Collectif sorti des tréfonds de Brooklyn,
Black Moon se fait d’abord entendre avec le single "Who got da props ?", morceau
ultra efficace avec sa boucle jazzy minimaliste à souhait et le rap brute et simple
de Buckshot, principal mc du groupe. Sorti l’année suivante, "Enta da stage" est
du même bois : quatorze titres de rap hardcore dépouillés de toute fioriture.
DJ Evil Dee, le producteur, met sa musique à nu, ne gardant que des
basses vrombissantes ("Buck em down" et "I got cha opin" pour ne citer qu’eux), des
percussions sèches et des cuivres torturés ("Shit iz real") pour appuyer les
diatribes martiales de Buckshot (et de 5ft occasionnellement, le troisième membre
du groupe).
"Enta da stage", c’est du hip-hop réduit à
l’essentiel de sa substance.

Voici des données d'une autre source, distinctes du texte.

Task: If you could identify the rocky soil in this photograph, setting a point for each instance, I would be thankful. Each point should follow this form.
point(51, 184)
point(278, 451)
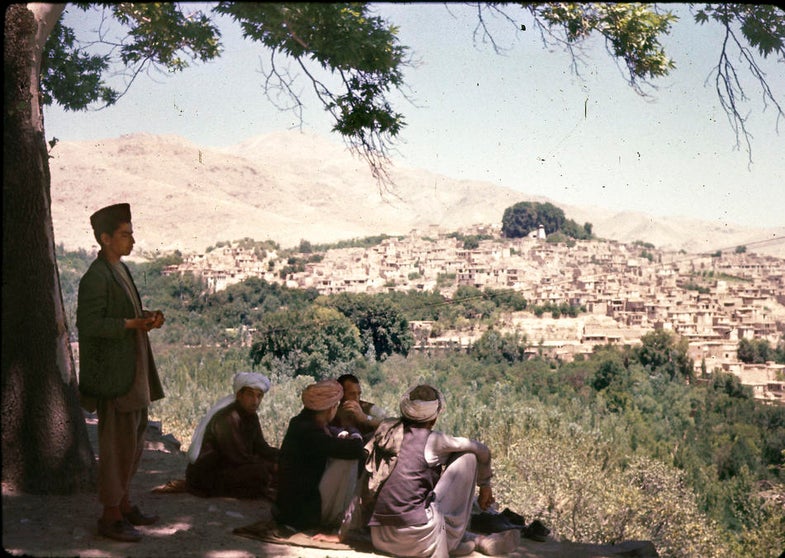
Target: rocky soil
point(66, 525)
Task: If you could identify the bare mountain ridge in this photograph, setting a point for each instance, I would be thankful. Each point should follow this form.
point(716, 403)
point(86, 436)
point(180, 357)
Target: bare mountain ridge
point(289, 186)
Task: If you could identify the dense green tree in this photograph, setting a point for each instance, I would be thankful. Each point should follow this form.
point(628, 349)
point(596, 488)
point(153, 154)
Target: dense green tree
point(494, 346)
point(754, 351)
point(524, 217)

A une époque dominée par le G-Funk de Dr Dre, où le
rap s’embellit et approche un nouveau public grâce à une musique plus consensuelle,
Black Moon ramène à New-York un son cru et tapageur, celui de Run-DMC et du Boogie
Down Productions une décennie avant. Sauf que la production d’"Enta da stage" n’a
pas pris une ride. Et quelle claque ! Tout est excellent sur ce disque,
particulièrement "Act like u want it", "buck em down" et l’oppressant "Slave". On ne
se lasse jamais de ce rap belliqueux et audacieux, premier coup d’éclat de l’âge
d’or du rap hardcore dans la Grosse Pomme, avant le tsunami Wu-Tang.
Laissons
les amateurs s’extasier sur les hits de Tupac ou Snoop Dogg. Le meilleur de ces
années-là n’est pas à chercher sur les plages de Californie mais dans les
ruelles délabrées et meurtrières de la ville qui ne dort jamais.